事後報告

将来勇者になるジンと幼馴染として交流を続けている。子供との交流だ。正確に言うと遊んでいるという表現が正しいか。ただ俺の中身は合計すると30後半のオッサンだ。集中してる時は良いけど、それが一回切れると俺は何をしている?と本気で考えてしまう。


ジン「シリウス、こっちこっち。」


我に帰ってから子供の振りはキツイ。

それはともかく俺は拾われてから四苦八苦しつつも4年程経った。

ある日、アイリーンの手伝いで森に薬草を採取に行くと光る小さい板が落ちていた。どう見てもスマートフォンだ。

この『世界』に無いであろう物が何故こんなところに落ちているのか。多分俺に渡す為にここに置いてあるんだろうとは思う。

拾うと着信が入り、相手はノルンと書いてあった。俺は画面をスライドして電話に出る。


ヴェルダンディ「もしもし?今、大丈夫ですか?」


俺「何とかな」


ヴェルダンディ「説明しなくてはならない事が出来まして、緊急でご連絡致しました。」


魔力に関する話だと思うが、割りと重要だろう?説明が4年後ってのはどうなんだ?


俺「もしかして魔力が無い事についてか?」


ヴェルダンディ「はい。それもあります。ただその前にスマホなんですけど、今後状況によっては姉や妹が連絡する場合が有ると思います。でもいちいち分けて登録するのが面倒なのでノルンで統一しておきましたから。」


この期に及んで最初する話が表示の話か!まぁ、前からこういう所があるから今更といえば今更だ。


ヴェルダンディ「改めて本題なんですが、話したいというのは魔力関連の事です。以前話ましたがこの世界に"神"自身が乗り込んで行動する事は出来ません。多少、啓示や天啓の類いで干渉は出来てもいきなり力は振るえないんです。段階を踏まないと。」


俺「それが使徒か。」


ヴェルダンディ「はい。そちらの『世界』のルールに縛られると私達には干渉出来なくなります。なのでルールの外側にいられる使徒が必要なんです。使徒の貴方には何とか干渉出来ますが、それ以外は難しいのです。」


俺「それと魔力の話の繋がりは?」


ヴェルダンディ「その使徒を作る過程で私達の知らない間に妨害を受けていた様で、魔力と並びに加護等も搭載出来なったんです。何重ものプロテクトが掛かっていて気付きませんでした。今その身体にあるのは、精神が肉体に影響を及ぼし易いという物だけです。」


はぁ、予想していたより状況が悪い。ある程度は覚悟していたけど酷い話だ。


ヴェルダンディ「ポーション等の回復アイテムや回復魔法は相手の魔力を利用してその人の回復力の増幅などの作用を引き起こします。」


俺「俺は魔力が無い。

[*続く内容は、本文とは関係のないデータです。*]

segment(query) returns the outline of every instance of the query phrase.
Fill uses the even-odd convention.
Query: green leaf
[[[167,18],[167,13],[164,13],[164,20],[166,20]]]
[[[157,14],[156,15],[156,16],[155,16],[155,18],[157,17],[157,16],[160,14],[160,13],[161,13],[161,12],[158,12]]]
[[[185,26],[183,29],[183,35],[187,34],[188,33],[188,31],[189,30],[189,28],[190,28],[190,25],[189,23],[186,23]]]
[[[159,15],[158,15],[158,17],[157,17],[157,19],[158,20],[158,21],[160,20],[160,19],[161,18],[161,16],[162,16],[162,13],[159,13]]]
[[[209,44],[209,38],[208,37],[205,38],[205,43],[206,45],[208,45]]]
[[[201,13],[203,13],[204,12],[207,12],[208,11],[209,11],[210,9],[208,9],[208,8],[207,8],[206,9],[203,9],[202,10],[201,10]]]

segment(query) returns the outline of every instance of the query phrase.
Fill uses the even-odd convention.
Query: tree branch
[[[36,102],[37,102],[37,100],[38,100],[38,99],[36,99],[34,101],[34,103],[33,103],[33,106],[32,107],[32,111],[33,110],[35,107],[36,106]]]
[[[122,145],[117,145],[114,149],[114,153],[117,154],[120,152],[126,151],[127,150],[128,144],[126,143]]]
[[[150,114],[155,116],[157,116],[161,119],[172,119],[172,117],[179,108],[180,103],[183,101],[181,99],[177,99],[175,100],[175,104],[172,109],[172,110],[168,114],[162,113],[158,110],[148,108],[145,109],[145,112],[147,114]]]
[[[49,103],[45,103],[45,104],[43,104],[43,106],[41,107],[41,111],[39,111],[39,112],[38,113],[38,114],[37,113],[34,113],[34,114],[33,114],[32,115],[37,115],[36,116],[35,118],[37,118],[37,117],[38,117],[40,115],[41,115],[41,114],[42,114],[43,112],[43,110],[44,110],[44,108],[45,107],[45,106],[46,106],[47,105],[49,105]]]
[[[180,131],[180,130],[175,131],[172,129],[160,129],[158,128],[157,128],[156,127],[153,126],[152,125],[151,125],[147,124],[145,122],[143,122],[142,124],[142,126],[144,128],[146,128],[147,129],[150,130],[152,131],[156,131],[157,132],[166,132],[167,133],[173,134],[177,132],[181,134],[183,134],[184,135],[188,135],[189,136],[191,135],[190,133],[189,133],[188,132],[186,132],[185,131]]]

だからその増幅作用が発生しないって事だな。」


ヴェルダンディ「はい、そちらの『世界』では、あなたの回復手段は地球と同じく自然治癒しかありません。つまり戦闘に関して全てノーダメージで凌いでいただくしかありません。」


俺「マジか。」


ある程度理解はしていたが、改めて自分の死の可能性を言われショックを受けた。かすり傷1つでもそこに毒が入ればそれだけで死に繋がる。今の俺に圧倒的に足りないのは回復手段と防御力だ。攻撃力も気になるが死んだら元も子もない。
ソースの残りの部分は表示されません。